Os ouvintes do discurso, feito na noite de quarta-feira em Curitiba, no Clube Concórdia, eram na maioria prefeitos paranaenses de siglas ligadas à chapa de sustentação do candidato a governador do Paraná Osmar Dias (PDT), integrada por PT, PMDB, PSC, PR, PCdoB e PTdoB. Na prática, o encontro foi marcado para que os prefeitos ligados ao PMDB de Orlando Pessuti fossem convencidos a apoiar o pedetista. A legenda conta com o maior número de prefeitos no Estado.
Atual governador do Estado, Pessuti rodou o Paraná atraindo aliados durante quase dois anos, quando sua candidatura ao Executivo era tida como certa. Com a aliança entre PMDB e PT em torno de Osmar Dias, Pessuti tinha a missão ontem de se explicar aos correligionários e tentar transferir os votos já conquistados.

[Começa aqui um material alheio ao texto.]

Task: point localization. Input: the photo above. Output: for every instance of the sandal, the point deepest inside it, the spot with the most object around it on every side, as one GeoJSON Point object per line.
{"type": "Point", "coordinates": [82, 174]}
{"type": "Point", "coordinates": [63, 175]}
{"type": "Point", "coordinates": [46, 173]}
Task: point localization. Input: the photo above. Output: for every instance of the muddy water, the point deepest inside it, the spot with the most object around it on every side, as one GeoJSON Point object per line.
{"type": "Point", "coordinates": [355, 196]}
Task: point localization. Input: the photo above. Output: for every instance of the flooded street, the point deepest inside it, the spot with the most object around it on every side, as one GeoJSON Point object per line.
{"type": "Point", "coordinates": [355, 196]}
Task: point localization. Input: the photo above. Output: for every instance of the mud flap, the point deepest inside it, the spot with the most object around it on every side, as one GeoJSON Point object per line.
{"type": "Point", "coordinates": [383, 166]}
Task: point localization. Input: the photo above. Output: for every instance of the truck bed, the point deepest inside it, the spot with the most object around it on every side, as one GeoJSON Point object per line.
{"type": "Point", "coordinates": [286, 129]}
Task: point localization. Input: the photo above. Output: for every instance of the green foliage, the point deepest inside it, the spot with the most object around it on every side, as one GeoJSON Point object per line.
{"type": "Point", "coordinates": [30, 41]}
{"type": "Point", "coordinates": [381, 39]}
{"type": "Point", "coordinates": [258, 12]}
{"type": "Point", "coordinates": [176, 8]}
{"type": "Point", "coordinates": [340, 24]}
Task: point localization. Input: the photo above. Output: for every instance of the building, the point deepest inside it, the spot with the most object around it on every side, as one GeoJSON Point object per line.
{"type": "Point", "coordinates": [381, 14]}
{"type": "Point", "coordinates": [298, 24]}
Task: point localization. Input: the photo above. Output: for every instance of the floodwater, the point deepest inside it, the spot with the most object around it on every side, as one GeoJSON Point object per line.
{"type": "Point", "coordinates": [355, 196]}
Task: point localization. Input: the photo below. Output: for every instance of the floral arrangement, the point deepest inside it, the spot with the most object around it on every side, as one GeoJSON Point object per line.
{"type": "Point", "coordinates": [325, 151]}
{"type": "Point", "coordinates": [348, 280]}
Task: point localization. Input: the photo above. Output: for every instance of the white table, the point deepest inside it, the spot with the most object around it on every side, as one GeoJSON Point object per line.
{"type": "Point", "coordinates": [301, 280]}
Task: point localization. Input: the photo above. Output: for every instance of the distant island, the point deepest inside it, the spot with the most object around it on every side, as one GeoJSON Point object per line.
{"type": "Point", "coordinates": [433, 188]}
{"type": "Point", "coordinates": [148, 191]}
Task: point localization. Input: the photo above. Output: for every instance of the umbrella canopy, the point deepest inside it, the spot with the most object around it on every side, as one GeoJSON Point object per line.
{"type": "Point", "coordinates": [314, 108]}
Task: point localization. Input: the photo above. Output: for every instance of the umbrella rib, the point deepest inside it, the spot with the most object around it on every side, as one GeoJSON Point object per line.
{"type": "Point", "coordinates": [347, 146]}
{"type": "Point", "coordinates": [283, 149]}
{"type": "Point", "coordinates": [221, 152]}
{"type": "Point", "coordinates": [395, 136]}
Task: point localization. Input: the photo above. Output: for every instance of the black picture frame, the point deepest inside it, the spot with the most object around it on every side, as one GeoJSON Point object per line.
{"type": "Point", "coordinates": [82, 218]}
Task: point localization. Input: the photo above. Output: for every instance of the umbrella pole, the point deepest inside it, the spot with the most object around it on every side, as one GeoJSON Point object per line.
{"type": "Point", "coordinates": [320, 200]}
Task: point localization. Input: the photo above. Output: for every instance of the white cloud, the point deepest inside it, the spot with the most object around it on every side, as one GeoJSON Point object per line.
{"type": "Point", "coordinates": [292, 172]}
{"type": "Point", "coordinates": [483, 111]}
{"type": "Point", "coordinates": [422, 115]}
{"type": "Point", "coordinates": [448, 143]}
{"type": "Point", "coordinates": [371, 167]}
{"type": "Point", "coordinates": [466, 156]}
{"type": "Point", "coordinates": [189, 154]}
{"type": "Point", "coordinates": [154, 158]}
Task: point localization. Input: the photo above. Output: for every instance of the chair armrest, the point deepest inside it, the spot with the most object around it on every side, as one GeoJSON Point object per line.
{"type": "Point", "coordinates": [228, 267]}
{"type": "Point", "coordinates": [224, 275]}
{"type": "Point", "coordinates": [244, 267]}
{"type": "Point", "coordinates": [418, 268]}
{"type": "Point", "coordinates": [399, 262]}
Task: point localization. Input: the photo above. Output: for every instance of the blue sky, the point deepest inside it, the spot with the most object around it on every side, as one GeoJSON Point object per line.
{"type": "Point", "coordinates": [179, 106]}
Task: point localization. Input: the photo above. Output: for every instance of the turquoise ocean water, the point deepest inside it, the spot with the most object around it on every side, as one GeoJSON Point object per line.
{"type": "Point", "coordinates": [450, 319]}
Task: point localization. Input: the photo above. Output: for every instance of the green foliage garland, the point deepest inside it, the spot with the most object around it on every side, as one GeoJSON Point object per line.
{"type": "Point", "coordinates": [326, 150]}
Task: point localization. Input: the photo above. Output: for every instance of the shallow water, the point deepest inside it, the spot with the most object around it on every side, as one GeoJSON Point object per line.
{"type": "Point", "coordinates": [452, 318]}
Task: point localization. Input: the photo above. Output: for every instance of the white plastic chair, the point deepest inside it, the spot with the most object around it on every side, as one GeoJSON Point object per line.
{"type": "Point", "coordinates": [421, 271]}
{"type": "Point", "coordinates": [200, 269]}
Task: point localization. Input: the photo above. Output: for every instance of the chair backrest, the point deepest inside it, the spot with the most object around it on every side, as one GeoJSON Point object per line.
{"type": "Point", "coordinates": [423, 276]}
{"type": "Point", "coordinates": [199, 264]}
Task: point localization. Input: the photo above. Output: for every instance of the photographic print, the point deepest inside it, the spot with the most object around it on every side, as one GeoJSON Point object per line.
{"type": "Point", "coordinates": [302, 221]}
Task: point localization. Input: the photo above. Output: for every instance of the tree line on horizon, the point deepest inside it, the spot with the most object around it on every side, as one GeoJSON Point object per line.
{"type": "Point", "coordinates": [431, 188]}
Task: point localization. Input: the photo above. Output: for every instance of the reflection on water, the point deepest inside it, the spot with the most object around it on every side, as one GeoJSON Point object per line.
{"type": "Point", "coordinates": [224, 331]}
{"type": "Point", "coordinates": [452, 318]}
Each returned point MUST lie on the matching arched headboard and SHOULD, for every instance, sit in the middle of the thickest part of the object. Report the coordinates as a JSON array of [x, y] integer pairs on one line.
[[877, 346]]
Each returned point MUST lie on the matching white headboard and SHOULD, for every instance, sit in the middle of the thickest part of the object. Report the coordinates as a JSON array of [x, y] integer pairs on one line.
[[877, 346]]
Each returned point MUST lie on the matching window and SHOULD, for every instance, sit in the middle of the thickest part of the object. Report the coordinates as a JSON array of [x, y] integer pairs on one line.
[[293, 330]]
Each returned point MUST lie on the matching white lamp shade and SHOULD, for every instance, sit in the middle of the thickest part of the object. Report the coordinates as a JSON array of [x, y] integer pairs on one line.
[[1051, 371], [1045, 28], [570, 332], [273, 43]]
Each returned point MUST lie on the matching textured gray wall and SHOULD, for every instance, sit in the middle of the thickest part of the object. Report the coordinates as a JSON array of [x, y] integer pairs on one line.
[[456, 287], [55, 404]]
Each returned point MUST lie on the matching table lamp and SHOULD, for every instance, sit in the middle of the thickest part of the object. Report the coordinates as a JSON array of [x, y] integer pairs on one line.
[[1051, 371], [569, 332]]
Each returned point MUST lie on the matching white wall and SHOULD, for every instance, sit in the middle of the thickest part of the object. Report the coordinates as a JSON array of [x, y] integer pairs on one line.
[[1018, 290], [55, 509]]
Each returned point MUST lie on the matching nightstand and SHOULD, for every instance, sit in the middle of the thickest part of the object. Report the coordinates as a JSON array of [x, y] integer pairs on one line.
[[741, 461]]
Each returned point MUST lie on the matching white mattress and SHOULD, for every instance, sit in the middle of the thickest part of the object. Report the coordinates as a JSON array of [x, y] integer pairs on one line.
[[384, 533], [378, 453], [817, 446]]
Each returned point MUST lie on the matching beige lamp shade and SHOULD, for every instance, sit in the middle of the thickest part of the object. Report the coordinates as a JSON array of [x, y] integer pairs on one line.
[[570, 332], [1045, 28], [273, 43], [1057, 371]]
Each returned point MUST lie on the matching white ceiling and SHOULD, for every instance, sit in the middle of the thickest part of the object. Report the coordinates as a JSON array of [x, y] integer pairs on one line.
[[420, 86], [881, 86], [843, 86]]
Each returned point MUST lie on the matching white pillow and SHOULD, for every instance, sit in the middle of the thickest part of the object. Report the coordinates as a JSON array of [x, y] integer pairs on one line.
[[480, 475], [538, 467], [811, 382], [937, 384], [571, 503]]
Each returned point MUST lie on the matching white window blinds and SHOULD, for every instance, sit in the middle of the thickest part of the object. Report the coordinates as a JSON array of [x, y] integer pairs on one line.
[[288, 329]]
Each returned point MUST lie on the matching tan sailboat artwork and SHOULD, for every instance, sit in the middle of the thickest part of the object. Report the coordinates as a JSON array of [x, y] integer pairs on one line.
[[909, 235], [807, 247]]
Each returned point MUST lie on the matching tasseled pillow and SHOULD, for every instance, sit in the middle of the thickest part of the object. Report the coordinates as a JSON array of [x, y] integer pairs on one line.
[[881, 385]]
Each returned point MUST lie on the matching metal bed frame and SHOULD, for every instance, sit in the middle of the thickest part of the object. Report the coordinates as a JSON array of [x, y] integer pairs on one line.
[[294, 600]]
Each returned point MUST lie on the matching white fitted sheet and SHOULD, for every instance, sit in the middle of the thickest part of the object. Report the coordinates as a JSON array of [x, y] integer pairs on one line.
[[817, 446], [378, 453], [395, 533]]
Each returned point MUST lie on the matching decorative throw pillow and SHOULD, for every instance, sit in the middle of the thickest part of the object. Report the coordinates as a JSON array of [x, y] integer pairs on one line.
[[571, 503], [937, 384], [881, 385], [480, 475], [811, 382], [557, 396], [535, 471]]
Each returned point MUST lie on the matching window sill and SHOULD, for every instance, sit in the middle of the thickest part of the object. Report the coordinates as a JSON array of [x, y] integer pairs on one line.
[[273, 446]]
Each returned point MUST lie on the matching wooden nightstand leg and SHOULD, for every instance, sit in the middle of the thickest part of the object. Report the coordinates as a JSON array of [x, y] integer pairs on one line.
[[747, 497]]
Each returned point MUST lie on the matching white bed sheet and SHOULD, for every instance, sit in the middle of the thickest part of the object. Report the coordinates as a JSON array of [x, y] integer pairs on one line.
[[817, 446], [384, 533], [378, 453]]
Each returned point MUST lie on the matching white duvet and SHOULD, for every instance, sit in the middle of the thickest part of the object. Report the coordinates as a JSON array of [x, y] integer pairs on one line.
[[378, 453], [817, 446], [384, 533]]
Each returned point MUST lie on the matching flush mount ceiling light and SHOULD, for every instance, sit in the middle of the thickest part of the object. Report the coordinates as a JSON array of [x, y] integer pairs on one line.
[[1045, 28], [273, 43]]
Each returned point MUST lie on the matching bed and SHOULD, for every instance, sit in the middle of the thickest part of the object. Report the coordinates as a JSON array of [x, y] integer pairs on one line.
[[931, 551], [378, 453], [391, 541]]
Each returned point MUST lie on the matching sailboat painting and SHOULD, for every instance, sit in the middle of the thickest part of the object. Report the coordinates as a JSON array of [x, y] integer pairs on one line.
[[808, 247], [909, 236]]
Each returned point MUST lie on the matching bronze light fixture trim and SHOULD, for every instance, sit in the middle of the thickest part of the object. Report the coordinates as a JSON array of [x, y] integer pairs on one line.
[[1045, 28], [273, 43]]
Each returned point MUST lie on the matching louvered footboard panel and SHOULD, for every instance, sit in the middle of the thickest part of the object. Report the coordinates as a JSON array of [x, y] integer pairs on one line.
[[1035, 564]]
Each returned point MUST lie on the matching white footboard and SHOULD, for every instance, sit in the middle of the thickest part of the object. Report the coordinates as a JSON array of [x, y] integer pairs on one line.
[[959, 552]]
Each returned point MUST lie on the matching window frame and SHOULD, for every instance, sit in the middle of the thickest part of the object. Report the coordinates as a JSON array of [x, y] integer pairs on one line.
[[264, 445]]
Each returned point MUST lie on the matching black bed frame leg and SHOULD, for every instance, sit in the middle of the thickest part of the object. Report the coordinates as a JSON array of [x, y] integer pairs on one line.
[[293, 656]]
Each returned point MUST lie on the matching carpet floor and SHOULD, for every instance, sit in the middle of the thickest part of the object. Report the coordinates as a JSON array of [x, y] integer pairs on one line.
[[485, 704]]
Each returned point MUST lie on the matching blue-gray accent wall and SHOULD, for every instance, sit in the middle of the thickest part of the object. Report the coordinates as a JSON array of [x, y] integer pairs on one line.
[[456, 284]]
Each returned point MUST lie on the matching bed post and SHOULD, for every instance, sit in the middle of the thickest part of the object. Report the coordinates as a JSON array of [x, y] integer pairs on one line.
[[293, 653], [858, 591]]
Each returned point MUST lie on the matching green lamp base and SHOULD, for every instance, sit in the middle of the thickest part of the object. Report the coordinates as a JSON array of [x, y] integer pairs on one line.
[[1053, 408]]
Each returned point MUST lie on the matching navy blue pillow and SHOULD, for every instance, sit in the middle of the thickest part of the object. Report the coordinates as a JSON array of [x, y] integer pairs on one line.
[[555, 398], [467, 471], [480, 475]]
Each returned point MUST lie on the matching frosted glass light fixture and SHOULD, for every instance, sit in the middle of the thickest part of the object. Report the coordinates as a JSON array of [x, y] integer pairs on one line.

A tese do ''ato de generosidade'' do Pessuti, em referência a sua desistência por uma aliança em torno de um nome que poderia dar mais peso ao palanque de Dilma Rousseff no Estado, deu contorno a todos os discursos da noite - incluindo o da presidenciável e o de seu vice, Michel Temer -, com exceção do de Roberto Requião (PMDB), candidato ao Senado. Requião se preocupou apenas em dar coerência à aliança que o coloca lado a lado com seu adversário nas urnas de 2006, Osmar Dias. ''Mas vocês não esqueçam que ele foi coordenador da minha primeira campanha ao governo do Estado'', lembrou Requião.
Para Dilma, Pessuti teve ''imensa dignidade, grandeza e generosidade'' e foi a figura central para a construção da aliança: ''O Paraná vive aqui nessa aliança uma unidade em torno de um projeto nacional. E tem uma quinta pessoa, que teve uma extrema clareza sobre o que está em jogo nessa eleição''.
''É muito mais difícil abrir mão de uma candidatura do que disputar a própria eleição. Mas foi fácil abrir mão de um projeto pessoal, de um projeto de um grupo, em nome de um projeto nacional. E eu não estou somente envolvido (na aliança), eu estou 100% comprometido'', discursou Pessuti, na tentativa de transferir seus apoios a Osmar.